İlk bölüm, bir veya iki sahnede tanımlanabildikleri için tüm karakterleri kolayca anlatıyor. Düz, basit, ölü - hiç ilgi uyandırmıyorlar. Gerçek şu ki, "Aşk ve Ölüm" karakterleri değil türleri, stereotipleri gösteriyor.

Ve bu (çok gri) arka planda Candy elbette öne çıkıyor. Ne istediğini bilmiyor ve bu yüzden zor görünüyor. Herkes robot modunda yaşarken Candy inancından, duygularından ve arzularından şüphe duymaktadır. Duyguları bile var; Aşk ve Ölüm kahramanları için nadir görülen bir durum. Karakterlerle olan etkileşimleri eski oyunlardaki NPC'lerle olan diyalogları anımsatıyor . Bu nedenle her konuşma bariz şeylerin sıkıcı bir şekilde okunmasına dönüşüyor.

Dinle flört başarısız oldu

Daha ilk bölümde hikayeyi başka bir boyuta taşımaya çalışan bir olay meydana gelir; yerel kilisenin başı kocasından boşanır. Olay, dünyanın değiştiğinin ve dini eyaletin inancını kaybettiğinin sinyalini veriyor gibi görünüyor. Bundan sonra (nedensel olarak değil, kronolojik olarak) ana karakter ihaneti düşünmeye başlar.
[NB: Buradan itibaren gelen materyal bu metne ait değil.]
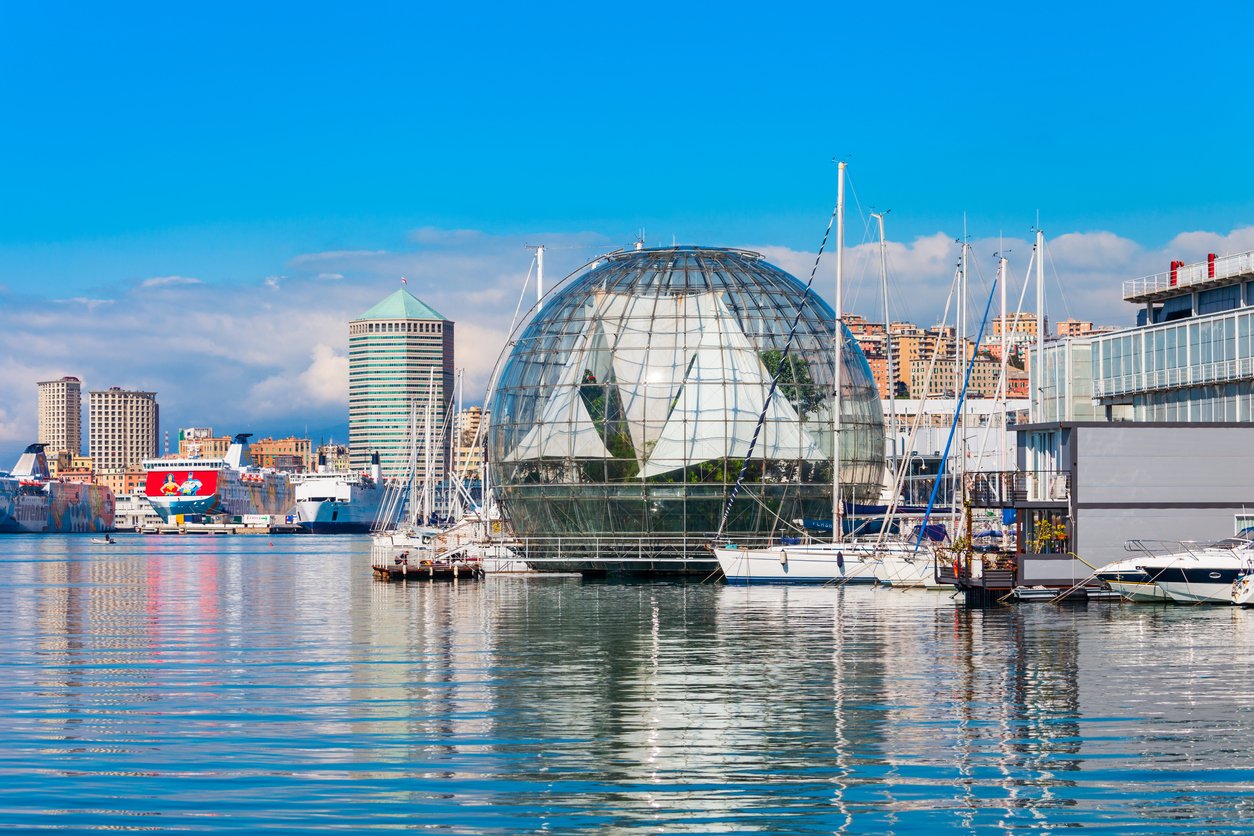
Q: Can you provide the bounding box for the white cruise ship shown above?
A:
[290,452,384,534]
[144,432,292,523]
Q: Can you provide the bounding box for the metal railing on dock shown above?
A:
[966,470,1071,508]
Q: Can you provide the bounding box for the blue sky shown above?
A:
[0,3,1254,468]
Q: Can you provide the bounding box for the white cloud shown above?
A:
[247,343,349,417]
[139,276,203,288]
[291,249,387,267]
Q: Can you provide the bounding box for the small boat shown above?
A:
[714,541,879,584]
[1231,574,1254,607]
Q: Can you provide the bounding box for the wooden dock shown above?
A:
[370,559,483,582]
[138,523,305,535]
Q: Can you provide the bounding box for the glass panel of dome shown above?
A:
[489,248,884,571]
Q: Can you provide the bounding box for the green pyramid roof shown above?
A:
[357,287,444,320]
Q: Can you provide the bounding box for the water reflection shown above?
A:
[0,536,1254,832]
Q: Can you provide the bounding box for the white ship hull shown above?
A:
[875,548,953,589]
[290,464,384,534]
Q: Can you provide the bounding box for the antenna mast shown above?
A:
[831,160,845,543]
[870,209,904,470]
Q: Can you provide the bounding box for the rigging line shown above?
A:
[1046,244,1073,320]
[505,256,535,340]
[914,271,997,554]
[877,276,958,545]
[716,201,844,538]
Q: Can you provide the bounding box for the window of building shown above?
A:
[1198,285,1241,315]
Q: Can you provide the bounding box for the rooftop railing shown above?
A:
[1124,252,1254,301]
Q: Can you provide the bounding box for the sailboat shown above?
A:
[714,162,914,584]
[370,372,483,579]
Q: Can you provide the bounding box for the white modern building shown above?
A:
[88,386,159,473]
[349,288,454,480]
[1016,253,1254,565]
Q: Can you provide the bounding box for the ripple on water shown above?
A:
[0,536,1254,832]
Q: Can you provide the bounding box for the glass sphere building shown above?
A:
[488,247,884,569]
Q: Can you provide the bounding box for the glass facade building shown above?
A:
[488,247,884,566]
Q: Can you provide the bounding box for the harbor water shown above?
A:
[0,535,1254,833]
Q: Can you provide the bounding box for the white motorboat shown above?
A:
[714,541,885,584]
[1095,554,1171,603]
[875,543,953,589]
[1136,538,1254,604]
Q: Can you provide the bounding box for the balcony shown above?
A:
[966,470,1071,508]
[1124,252,1254,305]
[1093,357,1254,397]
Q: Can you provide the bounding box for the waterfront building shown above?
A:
[48,450,95,485]
[910,356,1002,399]
[1016,253,1254,572]
[487,247,884,570]
[248,435,314,473]
[88,386,161,473]
[349,288,454,480]
[95,464,147,496]
[178,426,232,459]
[36,376,83,459]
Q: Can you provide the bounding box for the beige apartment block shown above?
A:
[38,376,83,456]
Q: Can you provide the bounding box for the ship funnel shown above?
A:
[227,432,252,470]
[10,444,53,481]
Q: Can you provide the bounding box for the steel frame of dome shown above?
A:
[488,247,884,570]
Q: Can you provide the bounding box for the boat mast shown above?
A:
[951,220,969,523]
[831,160,845,543]
[423,368,435,525]
[870,212,897,469]
[1032,229,1045,422]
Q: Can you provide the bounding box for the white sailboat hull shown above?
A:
[714,543,875,584]
[1106,580,1171,603]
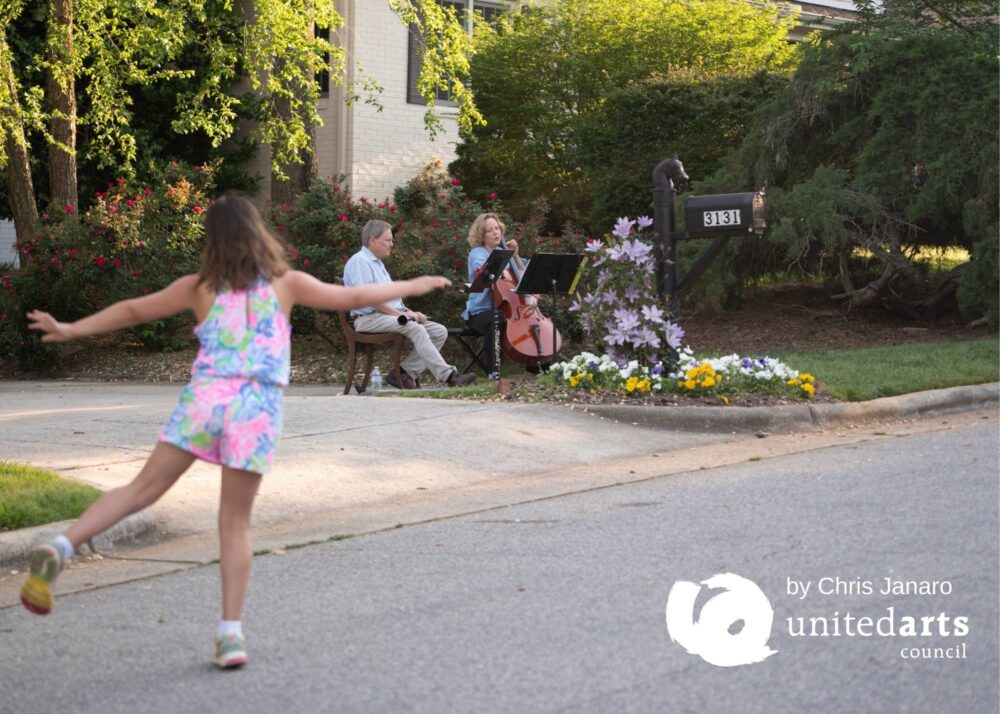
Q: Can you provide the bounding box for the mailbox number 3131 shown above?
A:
[702,208,740,228]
Candy'nin bazı sözleri onun inancından şüphe duyduğunu da ima ediyor. Doğru, sözlerinden bir şey anlamak zor, alegorik konuşuyor. Dolayısıyla Tanrı'ya inanmayı bırakıp bırakmadığı sorusu havada kalmış gibi görünüyor. Ancak kendi başına ilginç değil. Ve bundan cinayet çıkmaz. Baltayla bir arkadaşına kimin daha sık 41 darbe vurduğunu gösteren istatistiklerin olması pek olası değildir - ateistler veya Protestanlar.

Kurgu çoğu zaman tek bir korkunç olayın nasıl hasta bir toplumdan, sağlıksız bir atmosferden kaynaklandığını gösterir. " Easttown Belediye Başkanı ", "Kingstown Belediye Başkanı" ve hatta Zvyagintsev'in "Beğenmedim" yazısı - pek çok örnek var. "Aşk ve Ölüm" bu bölgeye giriyor ama asla kahramanın yaşadığı toplumda neyin yanlış olduğunu açıklamıyor.

Oyuncular diziyi daha iyi hale getiriyor

Dizinin belki de en güzel yanı oyuncu kadrosu. Elizabeth Olsen, kaygan bir yokuştan aşağı inmeye başlayan perişan haldeki teyzeyi canlandırıyor. Nazik, şefkatli bir anneyi, seks konusunda utangaç bir insanı ve kıskançlıktan deliye dönen bir kadını oynamayı başarıyor . Duyguları karakteri satırlarından daha iyi anlatıyor.

Allan'ı oynayan Jesse Plemons, hayattan sıkılmış bir taşralı adam kadar uygun görünüyor. Oyuncu, Fargo'nun ikinci sezonunda da benzer bir role sahipti, dolayısıyla yeni bir şeyi canlandırmasına gerek yok. Boş, zihinsel engelli görünümü (Plemons bunu Breaking Bad'den beri kullanıyor) karaktere biraz hayat veriyor.

Krysten Ritter aynı zamanda dedikoduyu seven, kötü makyajlı taşralı bir ev hanımı olarak da komik görünüyor. Doğru, yalnızca ilk ortaya çıktığında memnun oluyor ve sonra onu takip etmek sıkıcı oluyor - kahraman çok basit.

“Aşk ve Ölüm” serisinden bir kare
“Aşk ve Ölüm” serisinden bir kare

İlk üç bölüm aynı gün yayınlandı ve mükemmel oyuncu kadrosu nedeniyle (ya da akşam için başka bir dizi aramayacak kadar tembelseniz) bu bölümleri geçmek oldukça mümkün. Ancak devamını bekleyip haftada bir bölüm izlemek çok az kişinin vereceği bir karar. “Aşk ve Ölüm” dışsal işaretleri yeniden üretmeye o kadar meraklı ki, içeriği göz ardı ederek gerçek olayın canlılığına güveniyor. Ancak öyle görünüyor ki Candy Montgomery'nin hikayesinin kısa bir yeniden anlatımı bile diziden daha ilgi çekici.